Com o avanço das ameaças digitais e o crescimento de casos de violência contra crianças e adolescentes na internet, o deputado federal Luiz Couto (PT/PB) apresentou o Projeto de Lei nº 4694/2025, que propõe o fortalecimento do Estatuto da Criança e do Adolescente Digital (ECA Digital), por meio da inclusão do artigo 27-A na Lei nº 15.211/2025.

A proposta tem como foco principal estabelecer regras para o tratamento, encaminhamento e preservação de denúncias de graves violações de direitos no ambiente digital, com o objetivo de garantir respostas mais rápidas e eficazes do poder público.

Veja as principais medidas previstas no projeto:

Centralização das denúncias em uma autoridade administrativa autônoma, conforme já previsto no ECA Digital;

Notificação imediata à polícia e ao Ministério Público em casos que envolvam risco iminente à integridade de crianças e adolescentes;

Integração com canais já existentes, como o Disque 100 e a Ouvidoria Nacional de Direitos Humanos, otimizando os fluxos de atendimento;

Produção de relatórios anuais, com dados agregados e anonimizados, para monitoramento e formulação de políticas públicas;

Criação de instrumentos de cooperação internacional, a fim de combater crimes digitais com atuação em redes globais, como abuso e exploração sexual infantil, aliciamento e sequestro.

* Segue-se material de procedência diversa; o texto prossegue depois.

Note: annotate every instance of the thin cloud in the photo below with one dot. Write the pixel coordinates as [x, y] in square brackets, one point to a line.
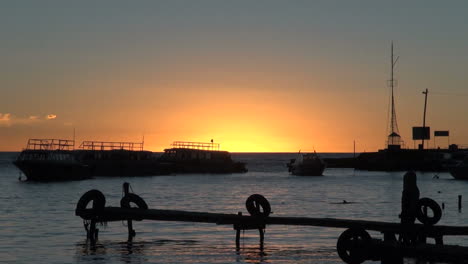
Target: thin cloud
[51, 116]
[5, 119]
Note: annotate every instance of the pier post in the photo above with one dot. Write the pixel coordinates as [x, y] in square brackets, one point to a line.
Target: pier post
[262, 237]
[131, 231]
[459, 202]
[238, 233]
[92, 233]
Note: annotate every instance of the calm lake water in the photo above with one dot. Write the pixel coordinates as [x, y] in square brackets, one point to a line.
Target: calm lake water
[38, 225]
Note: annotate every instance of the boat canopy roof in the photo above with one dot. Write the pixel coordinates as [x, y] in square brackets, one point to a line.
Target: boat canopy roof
[104, 145]
[50, 144]
[195, 145]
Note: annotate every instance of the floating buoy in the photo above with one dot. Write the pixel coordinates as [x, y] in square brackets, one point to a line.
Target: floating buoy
[421, 214]
[133, 198]
[257, 205]
[99, 201]
[353, 244]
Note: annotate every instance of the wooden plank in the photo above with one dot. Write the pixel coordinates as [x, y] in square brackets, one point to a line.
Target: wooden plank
[118, 214]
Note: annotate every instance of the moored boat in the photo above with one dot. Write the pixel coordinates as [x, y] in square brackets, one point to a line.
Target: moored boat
[51, 160]
[198, 157]
[307, 164]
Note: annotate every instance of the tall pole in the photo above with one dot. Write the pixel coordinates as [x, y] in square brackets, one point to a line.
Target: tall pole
[424, 117]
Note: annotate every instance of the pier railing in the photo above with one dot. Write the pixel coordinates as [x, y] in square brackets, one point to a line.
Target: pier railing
[354, 246]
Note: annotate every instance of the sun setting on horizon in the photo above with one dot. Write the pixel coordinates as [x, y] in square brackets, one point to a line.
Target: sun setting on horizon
[254, 81]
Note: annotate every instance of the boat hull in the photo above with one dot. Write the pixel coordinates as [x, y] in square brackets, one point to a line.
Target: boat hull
[459, 173]
[53, 171]
[308, 170]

Inspirado em modelos internacionais bem-sucedidos, como a CyberTipline dos Estados Unidos, o projeto de Luiz Couto busca consolidar o ECA Digital como uma ferramenta robusta de proteção à infância no ambiente virtual.

“O crime digital não conhece fronteiras e, infelizmente, crianças e adolescentes são alvos cada vez mais frequentes de práticas criminosas online. Precisamos de um sistema que funcione com agilidade, inteligência e integração, para que nenhuma denúncia se perca e nenhuma vítima fique sem resposta”, destacou o parlamentar.

A proposta será encaminhada às comissões temáticas da Câmara dos Deputados e poderá fortalecer o papel do Brasil no combate à violência digital contra a infância, alinhando-se a tratados internacionais e ao Marco Civil da Internet.